培養を行う培養庫は大気よりも二酸化炭素が高い状態になっています。

培養庫で使う培養液

二酸化炭素の濃度が高いとpHが変化します。
そのため培養庫の中で使う培養液は培養庫内でpHが変化することを前提に設計されています。
しかし、すぐにが変わるわけではありません。培養庫で培養する培養液は、卵子を培養する前にpHを安定させるため培養庫の中に最低でも数時間入れる必要があります。朝に用意する場合もありますが、前日に用意することも多いです。

大気化で使う培養液

大気下で至適pHになるように調整されています。この場合は培養庫に入れずに加温してします。
卵子で使う場合は生体に近い温度にしてから使用します。
精子で使う場合は施設によっても違いますが、室温にしている施設や室温よりも高いが、37度よりも低く設定している施設もあります。

使用する器具の準備

使用する作業台(クリンベンチ)顕微鏡は当日に消毒を行います。
滅菌のかけられる器具などは前日のうちに洗って滅菌をかけます。

卵胞液を回収したスピッツを立てておくスピッツ立て等も前日に滅菌を行い、当日は使用前に加温しておきます。
※卵胞液が入ったスピッツを立てた時に、卵胞液が冷えないようにするためです。

培養では他の患者さんの検体が混じらないように使い捨て(ディスポーサブル)なプラスチック製のものやガラス製のものを使うことも多いです。

  • 卵子を探すシャーレ

  • 卵胞液を入れておくスピッツ

  • 精子処理のためのスピッツ

  • 卵子を移動するためのピペット

  • 精子の処理の時に使うピペット

などなど多くの器具が使い捨てのものを使います。

器具は購入時にすでに滅菌済のものも多いです。
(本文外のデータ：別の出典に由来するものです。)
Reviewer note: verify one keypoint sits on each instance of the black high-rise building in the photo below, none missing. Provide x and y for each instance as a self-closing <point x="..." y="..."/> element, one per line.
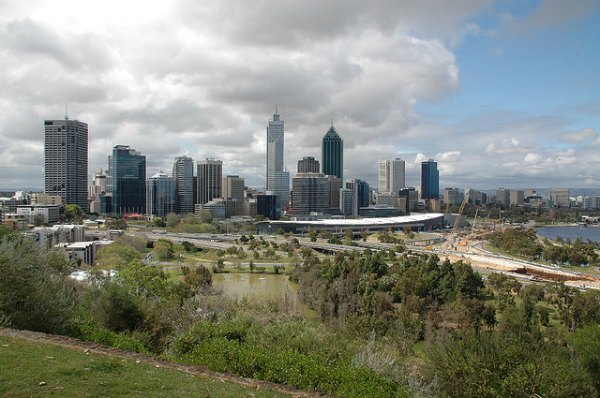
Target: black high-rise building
<point x="66" y="161"/>
<point x="332" y="154"/>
しかし滅菌されていないものもあるのでその場合は前もって滅菌しておきます。

患者さんの情報の確認

採卵を受ける患者さんの状況もチェックします。

  • エストロゲンなどのホルモンの値

  • 卵胞の数や大きさ

  • 採卵周期で使用したお薬の種類

  • アンチミュラー管ホルモンの数値

  • 過去の体外受精の成績

  • 過去のタイミング法や人工授精の結果の確認

  • 男性側の過去の精子の状態

  • 医師からコメント

  • 感染症の有無

などなど患者さん一人一人で状況や状態が違います。なるべく一番良い結果が出せるように十分に調べてから作業を行っています。

最後に

読んでくださりありがとうございます。少しでもお役に立てたら幸いです。